The problem at hand is, of course, beyond Taiwan, China, or any other nation when the source of the issue is the ideology of developmentalism, pervasive to rampant and unchecked capitalism, in which profits and production quotas take priority to any human costs, and the international industrialists that profit off of such human suffering. This is pervasive in East Asia, particularly where the close relation between the private and public sector leads to industrialists having an undue ability to influence government policy, as we see in the case of China where the government bends itself backwards to make way of industrialists. And we see this in regards to Chen Yu-Hao himself, a tycoon with close ties to President Lee Teng-Hui, Shih Ming-De and other powerful political figures and a bitter opponent of President Chen Shui-Bian whose investigation actually led Chen Yu-Hao to flee to China after large-scale embezzlement scandal. In this respect, Chen Yu-Hao is a figure emblematic of where the Taiwanese state, too, has in the interests of developmentalist ideology, made way for the unchecked profit motive of industrialists, irrespective of the human cost.

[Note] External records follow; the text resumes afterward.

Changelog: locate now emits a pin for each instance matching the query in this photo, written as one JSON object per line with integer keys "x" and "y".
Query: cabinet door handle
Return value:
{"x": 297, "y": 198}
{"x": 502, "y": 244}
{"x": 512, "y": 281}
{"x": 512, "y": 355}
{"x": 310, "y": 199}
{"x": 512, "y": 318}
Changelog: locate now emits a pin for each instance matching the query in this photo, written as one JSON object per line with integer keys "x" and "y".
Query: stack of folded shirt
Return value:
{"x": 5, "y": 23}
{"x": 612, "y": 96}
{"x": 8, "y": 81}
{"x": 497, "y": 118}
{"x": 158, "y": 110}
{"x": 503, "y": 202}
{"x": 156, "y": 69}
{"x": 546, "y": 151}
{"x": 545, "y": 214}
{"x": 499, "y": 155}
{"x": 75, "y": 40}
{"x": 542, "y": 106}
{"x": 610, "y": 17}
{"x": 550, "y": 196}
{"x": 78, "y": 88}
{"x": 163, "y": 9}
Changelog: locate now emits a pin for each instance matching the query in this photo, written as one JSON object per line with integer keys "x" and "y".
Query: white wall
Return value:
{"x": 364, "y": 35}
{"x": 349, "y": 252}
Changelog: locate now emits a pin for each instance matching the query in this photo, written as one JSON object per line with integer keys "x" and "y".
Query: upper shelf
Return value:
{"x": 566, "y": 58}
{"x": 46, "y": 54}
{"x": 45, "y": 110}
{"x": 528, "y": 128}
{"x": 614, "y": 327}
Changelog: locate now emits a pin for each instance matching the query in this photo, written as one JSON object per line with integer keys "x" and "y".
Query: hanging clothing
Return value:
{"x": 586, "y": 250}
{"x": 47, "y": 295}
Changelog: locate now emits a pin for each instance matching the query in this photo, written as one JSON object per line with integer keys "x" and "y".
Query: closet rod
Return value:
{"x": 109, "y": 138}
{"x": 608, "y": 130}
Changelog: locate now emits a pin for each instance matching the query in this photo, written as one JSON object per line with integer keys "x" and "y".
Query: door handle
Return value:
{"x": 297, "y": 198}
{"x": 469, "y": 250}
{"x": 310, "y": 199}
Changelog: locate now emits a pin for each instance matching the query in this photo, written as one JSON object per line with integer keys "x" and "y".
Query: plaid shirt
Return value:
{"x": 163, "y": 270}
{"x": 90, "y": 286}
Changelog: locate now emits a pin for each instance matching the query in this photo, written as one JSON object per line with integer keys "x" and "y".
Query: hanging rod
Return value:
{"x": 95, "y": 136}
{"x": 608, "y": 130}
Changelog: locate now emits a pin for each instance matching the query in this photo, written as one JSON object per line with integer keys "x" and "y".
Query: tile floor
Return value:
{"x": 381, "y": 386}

But Chen’s greed spans borders. Chen’s infamy lies, after all, in that he developed close ties with both Taiwanese and Chinese politicians so that they would grant him special privileges for his businesses. Chen Yu-Hao may be a figure emblematic of the times, where his unchecked greed transcends international boundaries and the Chinese and Taiwanese governments were willing to make allowances for an individual such as him in order to stimulate “economic development”. We can say much the same about other Taiwanese industrialists who contribute to unchecked capitalist brutality in China as Terry Guo, the owner of FoxConn, who is, after all, a major supporter of the KMT. Chen, Guo, and their ilk are enemies of the Taiwanese and Chinese alike, rather than enemies of any one particular nationality or another. Indeed, with Chen and Guo, we can very clearly see how pro-business industrialists such as they are figures of the Taiwanese right wing, given their general affiliation with the KMT and the developmentalist state ushered in by KMT economic policies.
It is fundamental, then, that where the problems of the environment cross borders and are the product of developmentalist ideology and international capitalism, they must be addressed on an international basis. But how are we to arrive at the awareness of that these concerns are international in nature? Attempts to raise awareness in Taiwan and Hong Kong through Internet memes which have circulated through Taiwanese civil society in the last few days are a beginning. But this is what remains to be seen.